Floating point equality and tolerances
Comparing two floating point number by something like a_float == b_float
is looking for trouble since a_float / 3.0 * 3.0
might not be equal to a_float
due to round off error.
What one normally does is something like fabs(a_float - b_float) < tol
.
How does one calculate tol
?
Ideally tolerance should be just larger than the value of one or two of the least significant figures. So if the single precision floating point number is use tol = 10E-6
should be about right. However this does not work well for the general case where a_float
might be very small or might be very large.
How does one calculate tol
correctly for all general cases? I am interested in C or C++ cases specifically.
This blogpost contains an example, fairly foolproof implementation, and detailed theory behind it http://randomascii.wordpress.com/2012/02/25/comparing-floating-point-numbers-2012-edition/ it is also one of a series, so you can always read more. In short: use ULP for most numbers, use epsilon for numbers near zero, but there are still caveats. If you want to be sure about your floating point math i recommend reading whole series.
As far as I know, one doesn't.
There is no general "right answer", since it can depend on the application's requirement for precision.
For instance, a 2D physics simulation working in screen-pixels might decide that 1/4 of a pixel is good enough, while a 3D CAD system used to design nuclear plant internals might not.
I can't see a way to programmatically decide this from the outside.

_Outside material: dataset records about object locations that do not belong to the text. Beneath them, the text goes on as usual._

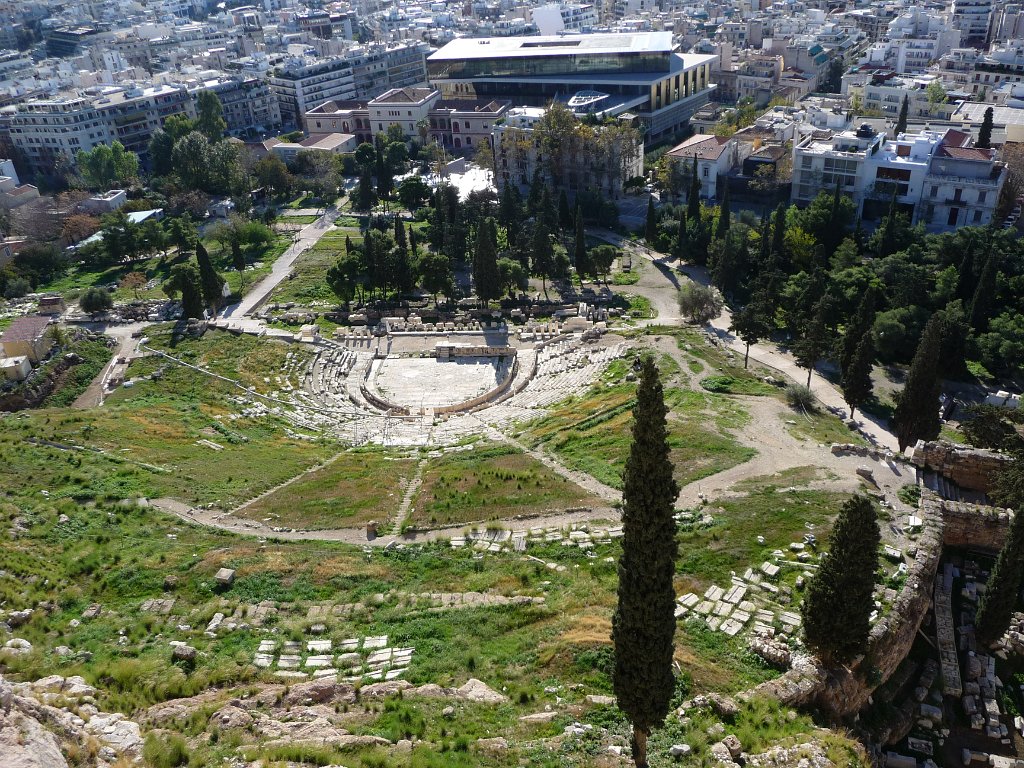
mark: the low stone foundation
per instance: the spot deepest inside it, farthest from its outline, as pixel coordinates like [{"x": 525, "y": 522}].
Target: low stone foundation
[{"x": 971, "y": 468}]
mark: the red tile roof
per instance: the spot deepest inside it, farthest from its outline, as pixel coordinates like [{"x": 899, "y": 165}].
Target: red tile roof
[
  {"x": 29, "y": 328},
  {"x": 701, "y": 145}
]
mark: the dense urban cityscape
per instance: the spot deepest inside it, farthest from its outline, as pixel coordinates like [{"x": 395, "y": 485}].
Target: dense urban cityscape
[{"x": 511, "y": 384}]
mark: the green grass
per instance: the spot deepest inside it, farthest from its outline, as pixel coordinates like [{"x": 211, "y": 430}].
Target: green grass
[
  {"x": 733, "y": 385},
  {"x": 491, "y": 481},
  {"x": 820, "y": 427},
  {"x": 709, "y": 555},
  {"x": 592, "y": 433},
  {"x": 353, "y": 488},
  {"x": 308, "y": 286},
  {"x": 95, "y": 354}
]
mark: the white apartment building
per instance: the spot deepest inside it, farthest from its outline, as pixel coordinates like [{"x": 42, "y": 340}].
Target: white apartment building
[
  {"x": 555, "y": 17},
  {"x": 939, "y": 179},
  {"x": 585, "y": 169},
  {"x": 913, "y": 41},
  {"x": 973, "y": 18},
  {"x": 300, "y": 84},
  {"x": 46, "y": 128}
]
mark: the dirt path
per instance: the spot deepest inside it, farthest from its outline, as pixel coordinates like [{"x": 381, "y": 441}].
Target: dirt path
[{"x": 94, "y": 394}]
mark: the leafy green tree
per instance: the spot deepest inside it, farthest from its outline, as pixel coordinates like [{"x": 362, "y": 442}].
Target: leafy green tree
[
  {"x": 102, "y": 165},
  {"x": 161, "y": 148},
  {"x": 413, "y": 193},
  {"x": 724, "y": 214},
  {"x": 95, "y": 300},
  {"x": 900, "y": 126},
  {"x": 210, "y": 120},
  {"x": 839, "y": 601},
  {"x": 435, "y": 273},
  {"x": 754, "y": 322},
  {"x": 985, "y": 132},
  {"x": 856, "y": 381},
  {"x": 510, "y": 210},
  {"x": 700, "y": 303},
  {"x": 999, "y": 599},
  {"x": 543, "y": 255},
  {"x": 184, "y": 280},
  {"x": 916, "y": 415},
  {"x": 644, "y": 623},
  {"x": 860, "y": 324},
  {"x": 211, "y": 283},
  {"x": 815, "y": 340}
]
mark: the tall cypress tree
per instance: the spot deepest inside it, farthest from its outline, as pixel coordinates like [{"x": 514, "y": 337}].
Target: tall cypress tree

The C header file <float.h>
gives you the constants FLT_EPSILON
and DBL_EPSILON
, which is the difference between 1.0 and the smallest number larger than 1.0 that a float/double can represent. You can scale that by the size of your numbers and the rounding error you wish to tolerate:
#include <float.h>
#ifndef DBL_TRUE_MIN
/* DBL_TRUE_MIN is a common non-standard extension for the minimum denorm value
* DBL_MIN is the minimum non-denorm value -- use that if TRUE_MIN is not defined */
#define DBL_TRUE_MIN DBL_MIN
#endif
/* return the difference between |x| and the next larger representable double */
double dbl_epsilon(double x) {
int exp;
if (frexp(x, &exp) == 0.0)
return DBL_TRUE_MIN;
return ldexp(DBL_EPSILON, exp-1);
}